Persons with multiple cardiovascular risk factors or target organ damage (e.g., renal insufficiency, proteinuria, or heart failure) should be treated to a lower BP goal and often require combination therapy, usually with a thiazide diuretic included in the combination. With the exception that older persons are generally at higher risk and merit particularly aggressive treatment, there are no age‐ or gender‐specific recommendations for BP management. The BP lowering effect of antihypertensive drugs and the outcomes of antihypertensive treatment are generally similar in both sexes, but some special issues May dictate treatment choices for women.

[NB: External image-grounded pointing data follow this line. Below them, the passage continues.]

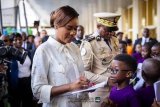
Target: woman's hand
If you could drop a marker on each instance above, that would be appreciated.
(108, 103)
(81, 83)
(3, 68)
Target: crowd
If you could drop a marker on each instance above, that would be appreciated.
(69, 60)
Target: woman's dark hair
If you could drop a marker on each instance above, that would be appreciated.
(128, 60)
(62, 16)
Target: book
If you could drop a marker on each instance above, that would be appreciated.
(157, 90)
(90, 89)
(99, 85)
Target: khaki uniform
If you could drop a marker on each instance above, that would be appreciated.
(97, 56)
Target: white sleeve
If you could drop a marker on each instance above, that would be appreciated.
(39, 81)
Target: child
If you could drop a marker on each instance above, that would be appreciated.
(150, 73)
(156, 51)
(122, 47)
(137, 55)
(123, 94)
(146, 53)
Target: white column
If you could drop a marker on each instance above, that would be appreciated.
(135, 20)
(158, 21)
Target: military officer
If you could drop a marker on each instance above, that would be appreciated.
(98, 51)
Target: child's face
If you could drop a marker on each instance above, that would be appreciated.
(145, 53)
(119, 71)
(155, 51)
(122, 48)
(138, 48)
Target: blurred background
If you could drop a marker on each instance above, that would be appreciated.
(20, 15)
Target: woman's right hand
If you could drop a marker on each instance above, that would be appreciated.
(81, 83)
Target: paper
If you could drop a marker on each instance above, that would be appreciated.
(157, 90)
(102, 84)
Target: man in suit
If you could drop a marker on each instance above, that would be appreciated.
(145, 38)
(97, 52)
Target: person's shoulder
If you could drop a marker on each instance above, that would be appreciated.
(89, 38)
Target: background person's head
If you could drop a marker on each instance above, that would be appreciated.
(65, 21)
(151, 70)
(138, 48)
(18, 40)
(156, 50)
(106, 23)
(43, 33)
(122, 47)
(5, 39)
(124, 67)
(145, 32)
(80, 32)
(120, 36)
(37, 41)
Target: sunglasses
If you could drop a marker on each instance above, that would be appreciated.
(5, 40)
(115, 71)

ACE inhibitors and angiotensin receptor blockers are contraindicated for women who are, or intend to become, pregnant because of the risk of fetal developmental abnormalities. β blockers tend to be less effective in women than men, while diuretics have added value in older women because of their association with decreased bone loss and reduced risk of hip fracture, and because post‐menopausal women appear to be highly salt sensitive. In addition, some antihypertensive drugs have gender‐specific adverse effect profiles, and women tend to report more adverse effects than men. For example, the Treatment of Mild Hypertension Study, in which 902 women and men received lifestyle modification alone or lifestyle modification plus treatment with a drug chosen at random from each class of antihypertensive agent then available, found that women reported twice as many side effects as men with all treatments, including lifestyle modification only.

Biochemical responses to drugs May also be gender dependent. While men are more likely to develop gout, women are more likely to develop hyponatremia and hypokalemia associated with diuretic therapy. Women develop cough related to ACE inhibitor therapy three times more often than men. Minoxidil‐induced hirsutism and lower extremity edema induced by CCBs are much more common in women than in men. Further, sexual dysfunction related to antihypertensive therapy May be a problem in women as well as in men, and is most often associated with centrally acting agents, β blockers, and thiazide diuretics, while angiotensin receptor blocker therapy May improve these symptoms.

SUMMARY

Hypertension is the most common modifiable risk factor for cardiovascular disease in women. Evidence‐based guidelines recommend lifestyle interventions for all women with “prehypertension” or with clinical disease and pharmacotherapy for those with BP >140/>90 mm Hg. The treatment threshold is even lower for those with target‐organ damage or diabetes. Thiazide‐type diuretics should be first‐line agents, but multi‐drug therapy is usually required to obtain BP control, and additional agents should be aggressively employed.